Risoluzione del Parlamento europeo: E-government come elemento trainante di un mercato unico digitale competitivo

staff
19 maggio 2012

Il Parlamento europeo ha approvato nel corso della sessione plenaria di aprile a Strasburgo un’importante risoluzione che sottolinea l’importanza del cosiddetto “e-governement” – cioè di un sistema di servizi digitalizzati – per ottenere servizi, sia pubblici che privati, più moderni, meno costosi, trasparenti, efficienti ed al servizio di cittadini ed imprese.

Nell’ambito della Strategia globale “Europa 2020”, una delle priorità é proprio rappresentata dal rafforzamento dell’Agenda europea del digitale, una strategia che mira a sfruttare al meglio l’uso delle nuove tecnologie nella vita quotidiana.

E il Parlamento europeo ha ribadito proprio l’importanza di un progressivo maggior coinvolgimento di cittadini ed imprese (soprattutto PMI) nell’utilizzo dei servizi di “e-government”, suggerendo delle soglie minime rispettivamente del 50% e dell’80% entro il 2015. Naturalmente ciò dovrà essere accompagnato da programmi di accompagnamento e supporto per promuovere l’utilizzo di tali strumenti da parte di cittadini, PMI e grandi imprese e da una vasta opera di “alfabetizzazione informatica”.

Una delle ricadute più importanti coinvolge proprio il rapporto tra cittadini e una pubblica amministrazione fortemente digitalizzata, che sia al contempo più efficace, più trasparente e più veloce. Secondo un rapporto europeo, la percentuale di servizi pubblici in rete in Italia è già piuttosto alta, soprattutto sul versante dei servizi alle imprese. In ogni caso occorrerà migliorare tale percentuale e portare tutti i 27 Stati membri ad un elevato tasso di digitalizzazione dei servizi pubblici, anche al fine di sviluppare ancora di più le potenzialità del mercato unico europeo.

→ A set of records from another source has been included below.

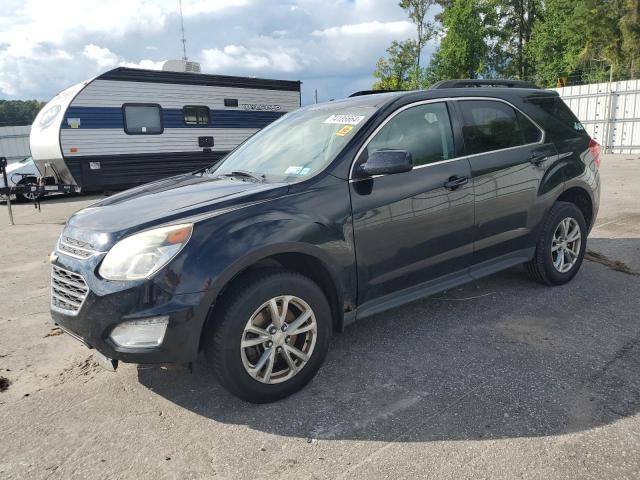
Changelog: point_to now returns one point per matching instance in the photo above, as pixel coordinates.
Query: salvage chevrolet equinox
(333, 213)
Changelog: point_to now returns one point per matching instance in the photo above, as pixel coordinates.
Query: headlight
(143, 254)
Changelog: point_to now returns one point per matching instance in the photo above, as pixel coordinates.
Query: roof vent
(181, 66)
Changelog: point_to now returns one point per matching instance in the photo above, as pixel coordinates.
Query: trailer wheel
(28, 196)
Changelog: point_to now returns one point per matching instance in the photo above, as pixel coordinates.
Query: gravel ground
(502, 378)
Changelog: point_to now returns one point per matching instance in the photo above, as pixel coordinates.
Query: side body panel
(410, 230)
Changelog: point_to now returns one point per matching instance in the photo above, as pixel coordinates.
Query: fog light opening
(145, 333)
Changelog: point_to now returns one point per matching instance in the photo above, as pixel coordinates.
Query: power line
(184, 40)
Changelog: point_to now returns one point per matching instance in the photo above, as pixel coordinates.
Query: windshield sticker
(344, 130)
(295, 170)
(344, 119)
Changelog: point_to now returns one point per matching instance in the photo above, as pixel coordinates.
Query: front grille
(68, 291)
(76, 248)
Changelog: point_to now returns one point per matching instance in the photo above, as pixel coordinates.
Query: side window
(490, 125)
(530, 132)
(423, 130)
(142, 119)
(196, 115)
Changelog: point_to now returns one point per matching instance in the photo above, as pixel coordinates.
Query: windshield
(296, 146)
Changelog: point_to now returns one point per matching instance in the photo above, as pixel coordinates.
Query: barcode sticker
(344, 119)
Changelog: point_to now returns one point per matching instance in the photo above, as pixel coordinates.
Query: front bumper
(108, 304)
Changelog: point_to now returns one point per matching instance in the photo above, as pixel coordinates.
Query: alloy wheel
(278, 340)
(566, 243)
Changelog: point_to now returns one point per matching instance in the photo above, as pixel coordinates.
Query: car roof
(379, 100)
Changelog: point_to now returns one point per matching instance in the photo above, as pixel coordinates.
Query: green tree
(553, 48)
(19, 112)
(515, 21)
(417, 11)
(397, 71)
(464, 50)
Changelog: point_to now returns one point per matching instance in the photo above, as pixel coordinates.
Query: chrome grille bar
(68, 291)
(76, 248)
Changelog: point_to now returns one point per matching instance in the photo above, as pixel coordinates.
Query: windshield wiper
(260, 177)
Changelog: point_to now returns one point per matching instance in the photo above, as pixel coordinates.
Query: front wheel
(269, 335)
(561, 245)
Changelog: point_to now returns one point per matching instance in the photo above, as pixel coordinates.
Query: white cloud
(47, 45)
(146, 64)
(102, 56)
(242, 58)
(197, 7)
(400, 28)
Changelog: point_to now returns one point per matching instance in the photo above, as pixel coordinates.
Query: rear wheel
(561, 245)
(269, 336)
(28, 196)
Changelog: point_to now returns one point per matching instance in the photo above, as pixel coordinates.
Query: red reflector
(594, 148)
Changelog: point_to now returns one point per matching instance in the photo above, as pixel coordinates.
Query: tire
(546, 266)
(29, 197)
(248, 302)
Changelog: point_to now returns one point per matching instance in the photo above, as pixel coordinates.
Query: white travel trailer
(131, 126)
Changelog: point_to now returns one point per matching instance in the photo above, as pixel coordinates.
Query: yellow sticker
(344, 130)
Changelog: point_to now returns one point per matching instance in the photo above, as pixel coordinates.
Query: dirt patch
(4, 384)
(616, 265)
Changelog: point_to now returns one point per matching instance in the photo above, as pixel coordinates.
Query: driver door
(413, 230)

Ad esempio, uno dei settori con maggiori potenzialità é rappresentato dal mercato degli appalti pubblici europei, che rappresenta oggi il 16% del PIL europeo, e che non sfrutta ancora appieno il potenziale fornito oggi dalle tecnologie digitali.

Insomma, occorrerà sfruttare al meglio la tecnologia esistente per modernizzare il sistema della pubblica amministrazione garantendo servizi più integrati, più efficienti ed al servizio di cittadini, professionisti ed imprese.